3 Responses

  1. Peter Geraci
    Peter Geraci at |

    I understand about lock down. But here is a situation that recently occured with our Vcenter 4.1 and ESX 4.1 server. We are running Lab Manager and for some reason the consoles on the LM configurations were unable to communicate with the esxi host. The error indicated that it failed to communicate to the vcenter host on port 902. Investigated this error and found several articles but none proved to be helpful. Contacted VMWare support and we enabled Tech Support mode and SSH for the esxi server. Had support look at the server. They attempted to restart the services, but this failed.
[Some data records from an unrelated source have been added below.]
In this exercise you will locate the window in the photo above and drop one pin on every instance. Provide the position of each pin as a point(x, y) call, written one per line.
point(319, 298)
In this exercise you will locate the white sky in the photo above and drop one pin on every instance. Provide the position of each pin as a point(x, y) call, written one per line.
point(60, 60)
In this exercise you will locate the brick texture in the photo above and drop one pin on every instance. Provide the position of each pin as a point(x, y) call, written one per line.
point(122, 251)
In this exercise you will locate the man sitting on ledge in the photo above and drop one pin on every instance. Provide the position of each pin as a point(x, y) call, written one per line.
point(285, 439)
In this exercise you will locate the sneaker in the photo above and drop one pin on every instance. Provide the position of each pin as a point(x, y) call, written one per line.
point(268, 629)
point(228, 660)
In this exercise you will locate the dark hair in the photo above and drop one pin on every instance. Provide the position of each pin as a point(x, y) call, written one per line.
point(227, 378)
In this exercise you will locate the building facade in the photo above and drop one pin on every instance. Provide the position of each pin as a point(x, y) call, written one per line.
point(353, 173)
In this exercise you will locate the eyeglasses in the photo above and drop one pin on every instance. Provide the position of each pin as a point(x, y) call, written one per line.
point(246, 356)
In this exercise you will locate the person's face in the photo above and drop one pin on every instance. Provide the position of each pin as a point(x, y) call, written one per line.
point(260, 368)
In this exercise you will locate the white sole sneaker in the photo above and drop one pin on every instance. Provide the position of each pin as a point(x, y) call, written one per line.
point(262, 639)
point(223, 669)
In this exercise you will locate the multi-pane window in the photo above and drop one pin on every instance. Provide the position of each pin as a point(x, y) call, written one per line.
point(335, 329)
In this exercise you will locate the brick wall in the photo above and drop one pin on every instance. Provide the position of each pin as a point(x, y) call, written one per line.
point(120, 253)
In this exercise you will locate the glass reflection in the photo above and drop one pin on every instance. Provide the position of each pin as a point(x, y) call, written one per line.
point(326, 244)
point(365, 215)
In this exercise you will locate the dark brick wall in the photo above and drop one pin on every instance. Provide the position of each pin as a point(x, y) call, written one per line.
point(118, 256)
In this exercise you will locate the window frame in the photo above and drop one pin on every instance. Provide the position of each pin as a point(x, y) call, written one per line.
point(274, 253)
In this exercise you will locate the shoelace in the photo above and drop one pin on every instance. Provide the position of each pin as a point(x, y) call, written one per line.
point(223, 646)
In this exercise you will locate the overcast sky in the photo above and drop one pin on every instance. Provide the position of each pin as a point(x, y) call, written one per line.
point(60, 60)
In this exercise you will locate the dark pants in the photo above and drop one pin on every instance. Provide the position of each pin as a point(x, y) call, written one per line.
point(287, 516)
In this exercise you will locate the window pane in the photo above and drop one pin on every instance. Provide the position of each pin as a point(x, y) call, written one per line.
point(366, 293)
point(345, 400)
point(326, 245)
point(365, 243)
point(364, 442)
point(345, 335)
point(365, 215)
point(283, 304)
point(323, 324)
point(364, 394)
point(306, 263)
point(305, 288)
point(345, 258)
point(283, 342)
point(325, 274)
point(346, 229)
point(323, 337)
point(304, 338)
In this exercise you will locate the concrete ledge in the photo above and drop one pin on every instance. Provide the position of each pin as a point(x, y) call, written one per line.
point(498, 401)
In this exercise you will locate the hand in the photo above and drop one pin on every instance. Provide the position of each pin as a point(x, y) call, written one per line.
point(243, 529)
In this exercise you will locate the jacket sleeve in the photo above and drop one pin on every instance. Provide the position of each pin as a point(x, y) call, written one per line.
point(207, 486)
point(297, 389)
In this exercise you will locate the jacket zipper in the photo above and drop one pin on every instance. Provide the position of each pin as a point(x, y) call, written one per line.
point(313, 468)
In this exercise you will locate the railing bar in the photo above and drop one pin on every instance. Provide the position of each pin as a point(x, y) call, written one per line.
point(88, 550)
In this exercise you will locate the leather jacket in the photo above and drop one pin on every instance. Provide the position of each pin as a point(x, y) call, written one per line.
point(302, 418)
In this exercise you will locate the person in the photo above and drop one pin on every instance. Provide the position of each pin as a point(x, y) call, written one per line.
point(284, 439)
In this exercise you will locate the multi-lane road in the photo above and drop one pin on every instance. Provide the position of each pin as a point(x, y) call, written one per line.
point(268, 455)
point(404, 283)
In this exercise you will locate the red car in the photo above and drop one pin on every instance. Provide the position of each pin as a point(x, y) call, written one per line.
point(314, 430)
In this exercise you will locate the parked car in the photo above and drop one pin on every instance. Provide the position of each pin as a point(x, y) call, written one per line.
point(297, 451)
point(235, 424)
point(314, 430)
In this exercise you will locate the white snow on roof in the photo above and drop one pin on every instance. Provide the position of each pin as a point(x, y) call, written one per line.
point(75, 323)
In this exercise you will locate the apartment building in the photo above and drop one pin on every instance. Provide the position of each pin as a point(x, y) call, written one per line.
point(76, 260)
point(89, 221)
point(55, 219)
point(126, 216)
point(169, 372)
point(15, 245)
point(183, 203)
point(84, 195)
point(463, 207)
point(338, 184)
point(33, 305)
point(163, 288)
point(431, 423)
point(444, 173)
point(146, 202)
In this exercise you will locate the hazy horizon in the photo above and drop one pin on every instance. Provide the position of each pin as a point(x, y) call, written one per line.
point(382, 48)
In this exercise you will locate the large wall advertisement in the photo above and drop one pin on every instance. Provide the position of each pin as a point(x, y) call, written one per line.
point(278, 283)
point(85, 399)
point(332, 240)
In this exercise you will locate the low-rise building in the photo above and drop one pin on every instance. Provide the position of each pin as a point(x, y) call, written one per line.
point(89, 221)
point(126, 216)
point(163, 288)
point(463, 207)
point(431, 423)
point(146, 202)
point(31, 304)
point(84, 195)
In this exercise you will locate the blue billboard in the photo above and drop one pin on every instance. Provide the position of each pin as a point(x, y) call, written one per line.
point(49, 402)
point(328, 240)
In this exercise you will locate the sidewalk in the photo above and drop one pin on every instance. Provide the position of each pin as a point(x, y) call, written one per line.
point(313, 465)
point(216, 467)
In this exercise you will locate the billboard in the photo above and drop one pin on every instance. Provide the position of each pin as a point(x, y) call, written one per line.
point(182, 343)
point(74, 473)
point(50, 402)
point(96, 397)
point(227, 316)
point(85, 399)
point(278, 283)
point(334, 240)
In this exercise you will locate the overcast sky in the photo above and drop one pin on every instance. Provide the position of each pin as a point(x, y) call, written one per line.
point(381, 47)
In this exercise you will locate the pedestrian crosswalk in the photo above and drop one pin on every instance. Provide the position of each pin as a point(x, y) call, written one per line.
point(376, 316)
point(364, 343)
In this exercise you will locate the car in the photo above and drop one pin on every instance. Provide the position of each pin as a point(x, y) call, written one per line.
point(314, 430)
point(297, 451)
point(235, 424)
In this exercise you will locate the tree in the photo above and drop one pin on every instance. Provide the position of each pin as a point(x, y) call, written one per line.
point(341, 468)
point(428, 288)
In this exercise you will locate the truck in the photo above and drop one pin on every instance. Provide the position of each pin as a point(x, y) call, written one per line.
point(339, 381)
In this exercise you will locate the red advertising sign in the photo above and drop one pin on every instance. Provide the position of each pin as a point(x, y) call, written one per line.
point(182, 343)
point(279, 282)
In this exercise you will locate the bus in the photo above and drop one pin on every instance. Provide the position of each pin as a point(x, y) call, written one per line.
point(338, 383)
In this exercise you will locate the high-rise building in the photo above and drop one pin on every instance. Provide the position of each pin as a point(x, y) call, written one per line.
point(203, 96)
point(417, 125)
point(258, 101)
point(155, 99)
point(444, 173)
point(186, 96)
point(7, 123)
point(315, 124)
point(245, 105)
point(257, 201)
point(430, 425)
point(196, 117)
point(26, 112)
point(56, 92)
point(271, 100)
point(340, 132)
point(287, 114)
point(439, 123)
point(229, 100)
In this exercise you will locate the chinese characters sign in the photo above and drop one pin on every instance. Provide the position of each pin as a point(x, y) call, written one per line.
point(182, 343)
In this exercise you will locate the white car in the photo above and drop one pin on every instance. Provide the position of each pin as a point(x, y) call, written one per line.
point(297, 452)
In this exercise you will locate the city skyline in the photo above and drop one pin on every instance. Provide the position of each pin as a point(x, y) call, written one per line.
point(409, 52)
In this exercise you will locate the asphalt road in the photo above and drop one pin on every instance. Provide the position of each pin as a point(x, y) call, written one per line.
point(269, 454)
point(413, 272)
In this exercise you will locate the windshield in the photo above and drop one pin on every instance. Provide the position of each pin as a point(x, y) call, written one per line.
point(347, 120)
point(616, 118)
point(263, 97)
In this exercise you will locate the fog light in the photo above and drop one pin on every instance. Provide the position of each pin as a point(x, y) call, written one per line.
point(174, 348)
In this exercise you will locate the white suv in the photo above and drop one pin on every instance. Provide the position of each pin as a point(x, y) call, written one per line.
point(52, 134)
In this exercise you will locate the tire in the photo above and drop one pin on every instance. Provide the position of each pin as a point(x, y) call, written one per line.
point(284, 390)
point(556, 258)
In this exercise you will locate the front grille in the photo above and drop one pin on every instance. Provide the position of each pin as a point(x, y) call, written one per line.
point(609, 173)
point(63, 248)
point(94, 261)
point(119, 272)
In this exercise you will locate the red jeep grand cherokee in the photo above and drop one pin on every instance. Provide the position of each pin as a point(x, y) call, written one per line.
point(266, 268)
Their recommendation was to reboot.OK so we rebooted. When the system returned we were unable to get to the system from ANY console means. The physical console was locked out as well as any services. We essentially had a 'brick' for a server and no access to anything. Have not found any references to this type of failure. Our only recourse was to reinstall ESXi and reconnect to the Lab Manager service. A royal pain when you have hundred of VM's that are now orphaned and inaccessable. VMware support was clueless as to why this occured.

    Reply
    1. @vcdxnz001
      @vcdxnz001 at |

      Hi Peter, That's very unfortunate. I think a bit more troubleshooting would have been useful prior to the reboot. Did you have a TAM involved in this process? There are a few different possibilities that could have caused those symptoms. The thing with lockdown mode in 4.1 is that only vpxuser can access the host. So you need to make sure the host is accessible to vCenter at all times as this is the only way to disable lockdown mode. When troubleshooting lockdown mode may need to be disabled so you can ensure host access when necessary. If your vCenter can't communicate to the host that is the first problem to fix before anything else.

      Reply
  2. Bob
    Bob at |

    From my testing I've found that not only if you enable lockdown mode from DCUI you lose local permissions, but if you DISABLE lockdown mode from DCUI you also lose host level permissions. Then vCenter still thinks the host is locked down, and you can no longer set lockdown mode on or off through vCenter. Not very helpful at all.